The PCI Council’s tokenization guidance was designed to help merchants (and QSAs) determine PCI scope with tokenization. The document specifies seven objectives to be met for tokens to be considered out of scope, plus another eight recommendations to reduce scope with tokenization.
Everyone should note that the guidance is just that: guidance. Although everyone reads the same document, some merchants, vendors and QSAs may come to different conclusions as to what is and is not in scope with tokenization. I attribute at least part of this situation to a muddling of tokenization and encryption in people’s minds. Whatever the reason, the result for a merchant implementing tokenization is that it may find itself in a protracted argument internally, with competing vendors or maybe even with its QSA as to what is in and what is out of PCI scope.

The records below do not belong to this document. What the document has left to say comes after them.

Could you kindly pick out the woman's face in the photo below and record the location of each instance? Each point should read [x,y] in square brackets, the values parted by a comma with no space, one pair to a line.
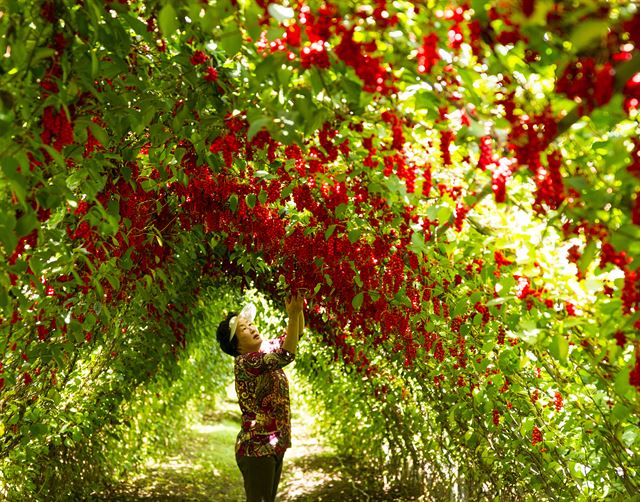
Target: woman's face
[249,340]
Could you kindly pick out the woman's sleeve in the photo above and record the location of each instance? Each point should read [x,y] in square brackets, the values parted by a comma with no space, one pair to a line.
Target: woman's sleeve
[256,363]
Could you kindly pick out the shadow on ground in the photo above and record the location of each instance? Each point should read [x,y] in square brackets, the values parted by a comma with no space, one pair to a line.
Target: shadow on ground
[202,467]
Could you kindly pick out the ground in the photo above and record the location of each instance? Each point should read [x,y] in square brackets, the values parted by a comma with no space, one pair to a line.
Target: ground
[203,467]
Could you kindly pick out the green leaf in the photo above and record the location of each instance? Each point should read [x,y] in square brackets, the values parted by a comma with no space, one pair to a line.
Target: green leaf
[231,41]
[9,167]
[588,255]
[168,20]
[587,33]
[357,301]
[26,224]
[354,235]
[622,384]
[257,124]
[559,348]
[280,13]
[620,411]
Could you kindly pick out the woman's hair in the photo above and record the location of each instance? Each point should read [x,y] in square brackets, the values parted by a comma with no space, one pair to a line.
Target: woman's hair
[228,346]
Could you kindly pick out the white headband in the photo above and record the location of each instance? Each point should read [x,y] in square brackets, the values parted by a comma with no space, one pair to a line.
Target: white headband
[248,312]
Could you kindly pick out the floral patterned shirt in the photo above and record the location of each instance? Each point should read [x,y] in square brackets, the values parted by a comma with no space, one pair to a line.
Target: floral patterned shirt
[263,395]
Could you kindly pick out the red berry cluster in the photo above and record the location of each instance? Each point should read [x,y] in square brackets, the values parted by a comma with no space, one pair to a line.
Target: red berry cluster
[557,400]
[632,94]
[57,128]
[536,436]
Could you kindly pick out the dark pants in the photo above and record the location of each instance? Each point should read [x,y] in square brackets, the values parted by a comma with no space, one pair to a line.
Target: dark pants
[261,477]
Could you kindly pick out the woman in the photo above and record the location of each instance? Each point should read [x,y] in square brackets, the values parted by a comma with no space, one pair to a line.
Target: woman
[263,396]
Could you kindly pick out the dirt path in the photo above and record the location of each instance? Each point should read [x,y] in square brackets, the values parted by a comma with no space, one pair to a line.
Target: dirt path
[202,467]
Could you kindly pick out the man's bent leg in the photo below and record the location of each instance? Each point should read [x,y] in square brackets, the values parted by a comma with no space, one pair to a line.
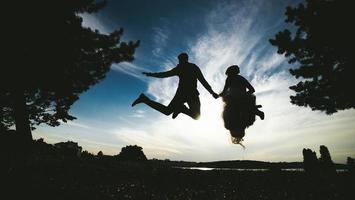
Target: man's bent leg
[166,110]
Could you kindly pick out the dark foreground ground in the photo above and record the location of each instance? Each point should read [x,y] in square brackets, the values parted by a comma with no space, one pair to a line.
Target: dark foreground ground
[100,178]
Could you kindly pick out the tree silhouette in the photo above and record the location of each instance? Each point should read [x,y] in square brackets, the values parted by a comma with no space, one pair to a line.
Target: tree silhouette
[132,153]
[50,59]
[322,45]
[325,160]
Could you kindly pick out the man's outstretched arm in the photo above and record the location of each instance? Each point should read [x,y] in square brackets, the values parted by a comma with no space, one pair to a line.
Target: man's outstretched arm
[205,84]
[169,73]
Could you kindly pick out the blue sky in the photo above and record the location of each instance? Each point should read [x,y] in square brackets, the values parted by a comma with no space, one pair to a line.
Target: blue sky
[216,34]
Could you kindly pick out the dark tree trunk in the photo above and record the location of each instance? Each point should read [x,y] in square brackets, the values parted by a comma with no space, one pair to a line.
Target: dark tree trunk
[21,116]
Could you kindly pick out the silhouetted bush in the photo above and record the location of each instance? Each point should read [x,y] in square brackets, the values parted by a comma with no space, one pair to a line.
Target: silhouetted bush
[325,161]
[310,162]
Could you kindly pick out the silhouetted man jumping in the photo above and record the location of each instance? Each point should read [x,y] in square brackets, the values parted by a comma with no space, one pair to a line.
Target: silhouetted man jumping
[187,92]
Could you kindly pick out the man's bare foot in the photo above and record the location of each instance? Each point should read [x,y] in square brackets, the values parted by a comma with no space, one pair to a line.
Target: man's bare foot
[140,99]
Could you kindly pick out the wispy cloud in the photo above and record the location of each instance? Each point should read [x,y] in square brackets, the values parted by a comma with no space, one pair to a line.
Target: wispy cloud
[131,70]
[160,37]
[91,21]
[234,37]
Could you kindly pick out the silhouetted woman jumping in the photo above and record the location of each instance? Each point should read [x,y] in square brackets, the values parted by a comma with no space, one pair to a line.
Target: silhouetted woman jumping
[240,108]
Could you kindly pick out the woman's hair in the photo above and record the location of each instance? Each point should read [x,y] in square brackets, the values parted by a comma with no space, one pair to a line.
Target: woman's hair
[237,137]
[234,69]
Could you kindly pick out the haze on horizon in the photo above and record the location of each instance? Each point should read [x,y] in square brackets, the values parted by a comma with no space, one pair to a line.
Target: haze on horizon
[215,34]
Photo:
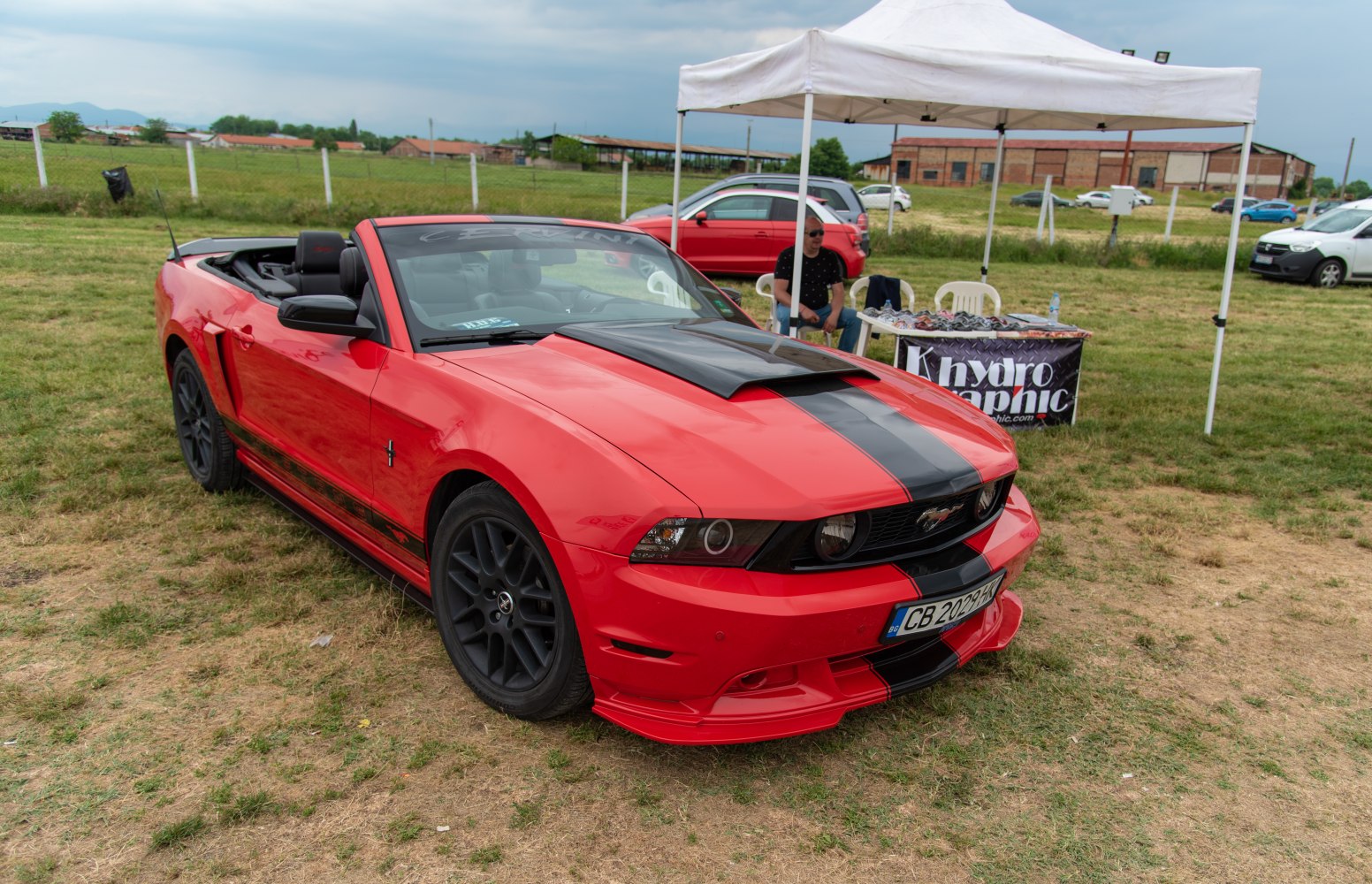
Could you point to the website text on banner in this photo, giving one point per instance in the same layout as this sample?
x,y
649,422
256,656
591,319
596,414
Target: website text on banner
x,y
1024,384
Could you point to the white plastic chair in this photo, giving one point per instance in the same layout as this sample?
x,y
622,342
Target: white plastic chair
x,y
765,288
907,293
971,297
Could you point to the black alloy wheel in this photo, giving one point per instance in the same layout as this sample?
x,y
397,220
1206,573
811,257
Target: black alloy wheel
x,y
1329,273
501,608
206,446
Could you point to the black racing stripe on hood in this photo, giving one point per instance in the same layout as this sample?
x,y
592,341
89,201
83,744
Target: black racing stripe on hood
x,y
922,463
713,354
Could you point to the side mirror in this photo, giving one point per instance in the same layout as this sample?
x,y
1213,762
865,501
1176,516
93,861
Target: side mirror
x,y
328,315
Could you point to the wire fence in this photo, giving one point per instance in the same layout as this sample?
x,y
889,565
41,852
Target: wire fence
x,y
251,183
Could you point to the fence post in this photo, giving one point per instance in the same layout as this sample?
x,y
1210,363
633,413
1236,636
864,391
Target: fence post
x,y
189,165
1172,210
474,180
1043,206
328,184
37,151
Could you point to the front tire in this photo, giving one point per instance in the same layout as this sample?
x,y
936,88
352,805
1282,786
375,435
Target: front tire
x,y
502,611
1329,273
206,446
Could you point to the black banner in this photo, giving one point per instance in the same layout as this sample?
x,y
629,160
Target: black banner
x,y
1024,384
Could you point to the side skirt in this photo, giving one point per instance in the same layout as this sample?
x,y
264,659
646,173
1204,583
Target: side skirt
x,y
392,578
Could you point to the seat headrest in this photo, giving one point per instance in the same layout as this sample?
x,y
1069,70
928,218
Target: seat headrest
x,y
352,272
317,251
514,271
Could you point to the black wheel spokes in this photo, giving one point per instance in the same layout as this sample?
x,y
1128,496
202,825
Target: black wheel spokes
x,y
494,563
193,423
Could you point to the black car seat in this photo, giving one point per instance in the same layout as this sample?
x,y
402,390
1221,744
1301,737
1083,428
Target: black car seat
x,y
316,271
514,276
352,272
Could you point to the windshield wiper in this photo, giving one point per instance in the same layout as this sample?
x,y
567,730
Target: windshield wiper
x,y
508,334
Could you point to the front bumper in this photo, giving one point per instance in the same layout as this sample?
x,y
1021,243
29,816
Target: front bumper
x,y
1289,265
693,655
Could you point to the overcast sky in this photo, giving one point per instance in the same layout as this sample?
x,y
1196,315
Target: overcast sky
x,y
490,69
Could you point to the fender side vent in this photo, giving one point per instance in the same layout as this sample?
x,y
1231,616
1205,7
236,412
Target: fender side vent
x,y
643,650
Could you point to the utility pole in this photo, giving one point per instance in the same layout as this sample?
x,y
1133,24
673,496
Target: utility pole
x,y
1344,188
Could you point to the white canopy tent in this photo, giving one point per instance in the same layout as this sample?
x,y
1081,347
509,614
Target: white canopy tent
x,y
971,65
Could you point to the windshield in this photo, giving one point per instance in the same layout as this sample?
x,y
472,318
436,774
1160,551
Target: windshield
x,y
482,282
1338,220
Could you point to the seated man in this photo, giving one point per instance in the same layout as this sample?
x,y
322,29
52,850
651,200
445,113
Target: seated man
x,y
822,287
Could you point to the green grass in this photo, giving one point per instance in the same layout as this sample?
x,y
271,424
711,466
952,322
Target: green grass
x,y
159,688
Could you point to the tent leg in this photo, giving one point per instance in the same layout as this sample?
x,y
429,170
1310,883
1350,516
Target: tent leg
x,y
891,206
676,178
995,188
1228,276
800,213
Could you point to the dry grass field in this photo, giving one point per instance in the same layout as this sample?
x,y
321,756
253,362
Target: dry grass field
x,y
1188,699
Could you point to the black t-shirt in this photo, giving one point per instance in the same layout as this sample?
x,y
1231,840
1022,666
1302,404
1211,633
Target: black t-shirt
x,y
818,273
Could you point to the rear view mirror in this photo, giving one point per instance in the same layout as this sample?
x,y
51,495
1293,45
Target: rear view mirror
x,y
328,315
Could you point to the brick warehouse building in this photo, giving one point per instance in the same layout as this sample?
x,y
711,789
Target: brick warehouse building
x,y
1086,165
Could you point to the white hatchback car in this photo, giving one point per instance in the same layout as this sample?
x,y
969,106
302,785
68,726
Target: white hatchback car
x,y
1101,199
1095,199
879,196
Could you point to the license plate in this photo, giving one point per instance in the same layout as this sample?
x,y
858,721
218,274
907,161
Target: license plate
x,y
912,618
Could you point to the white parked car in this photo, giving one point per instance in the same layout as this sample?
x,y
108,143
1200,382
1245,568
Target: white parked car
x,y
1322,251
879,196
1095,199
1101,199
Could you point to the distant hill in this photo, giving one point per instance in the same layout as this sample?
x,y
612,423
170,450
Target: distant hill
x,y
91,114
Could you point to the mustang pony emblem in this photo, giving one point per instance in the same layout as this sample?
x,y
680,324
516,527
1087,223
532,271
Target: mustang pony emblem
x,y
934,516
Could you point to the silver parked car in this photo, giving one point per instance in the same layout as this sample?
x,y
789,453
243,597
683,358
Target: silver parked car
x,y
880,196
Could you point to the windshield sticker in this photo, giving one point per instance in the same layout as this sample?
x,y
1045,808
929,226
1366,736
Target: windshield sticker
x,y
496,322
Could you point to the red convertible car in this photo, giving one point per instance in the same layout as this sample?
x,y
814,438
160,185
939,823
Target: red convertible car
x,y
603,479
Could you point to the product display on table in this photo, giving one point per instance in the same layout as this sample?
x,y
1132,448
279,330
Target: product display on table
x,y
964,322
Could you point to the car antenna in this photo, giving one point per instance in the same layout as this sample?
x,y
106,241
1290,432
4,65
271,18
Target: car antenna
x,y
176,253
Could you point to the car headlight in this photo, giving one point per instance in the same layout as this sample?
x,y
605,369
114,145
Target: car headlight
x,y
726,543
837,537
987,499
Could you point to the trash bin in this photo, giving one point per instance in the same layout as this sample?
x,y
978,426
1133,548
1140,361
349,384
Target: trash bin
x,y
118,183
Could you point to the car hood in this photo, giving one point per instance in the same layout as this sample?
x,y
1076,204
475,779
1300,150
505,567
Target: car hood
x,y
752,424
1290,235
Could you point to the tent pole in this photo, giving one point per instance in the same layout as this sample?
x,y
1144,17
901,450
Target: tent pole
x,y
800,211
995,188
1228,275
891,206
676,178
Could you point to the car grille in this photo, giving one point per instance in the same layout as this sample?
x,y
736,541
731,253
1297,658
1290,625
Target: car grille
x,y
915,529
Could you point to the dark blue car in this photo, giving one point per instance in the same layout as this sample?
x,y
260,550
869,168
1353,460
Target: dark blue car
x,y
1272,210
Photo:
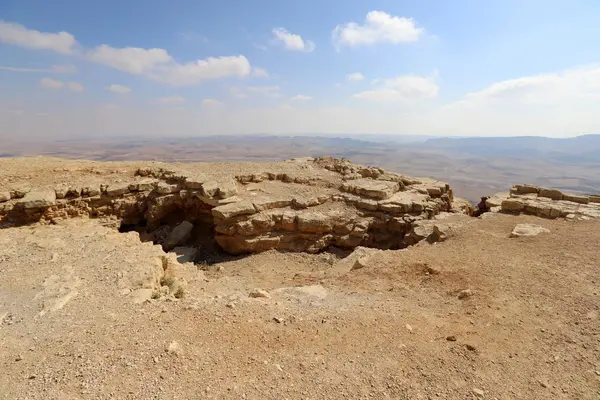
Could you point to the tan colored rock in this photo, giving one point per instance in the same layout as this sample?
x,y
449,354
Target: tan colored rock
x,y
367,204
551,194
234,209
90,191
143,186
61,191
372,188
576,198
117,189
38,199
267,203
289,221
4,196
527,230
195,181
210,188
315,222
165,188
227,189
512,205
179,234
526,189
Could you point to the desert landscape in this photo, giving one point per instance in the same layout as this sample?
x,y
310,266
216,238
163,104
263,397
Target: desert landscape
x,y
277,200
474,166
339,281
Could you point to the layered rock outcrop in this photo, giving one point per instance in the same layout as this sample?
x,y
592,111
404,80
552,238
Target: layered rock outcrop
x,y
546,203
303,205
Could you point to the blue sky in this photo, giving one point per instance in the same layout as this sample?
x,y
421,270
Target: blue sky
x,y
184,68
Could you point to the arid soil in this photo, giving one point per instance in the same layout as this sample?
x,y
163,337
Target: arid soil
x,y
480,315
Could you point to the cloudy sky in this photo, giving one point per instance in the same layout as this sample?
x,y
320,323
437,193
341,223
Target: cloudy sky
x,y
71,68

Tokenization has the potential to both reduce a merchant’s PCI scope and limit the risk of a cardholder data breach. The technology reduces scope by restricting cardholder data to the token vault, which should be properly segmented from all other systems and protected like the crown jewels. It reduces the risk of a data breach, because everybody in the organization now uses tokens instead of cardholder data. So, theoretically at least, there should be a lot less PAN data to be compromised.
Merchants implement tokenization in one of three general ways: The solution can be outsourced to a third party, such as a processor or specialized tokenization vendor; it can be developed internally by the merchant; or the merchant can adopt a hybrid approach using a third-party solution but hosting it internally.
Irrespective of the implementation, tokenization differs from encryption. For example, encryption is reversible while random tokens are not. In terms of scope, the PCI Council settled the question of whether encrypted data is in or out of scope in its FAQ #10359, which states: “encrypted data may be deemed out of scope if, and only if, it has been validated that the entity that possesses encrypted cardholder data does not have the means to decrypt it.” Therefore, if anyone in the organization can decrypt the data, the encrypted data is in scope everywhere it appears. Conversely, if no one can reverse the encryption, the encrypted data is out of scope.
Tokens, however, are not (or at least should not be) reversible.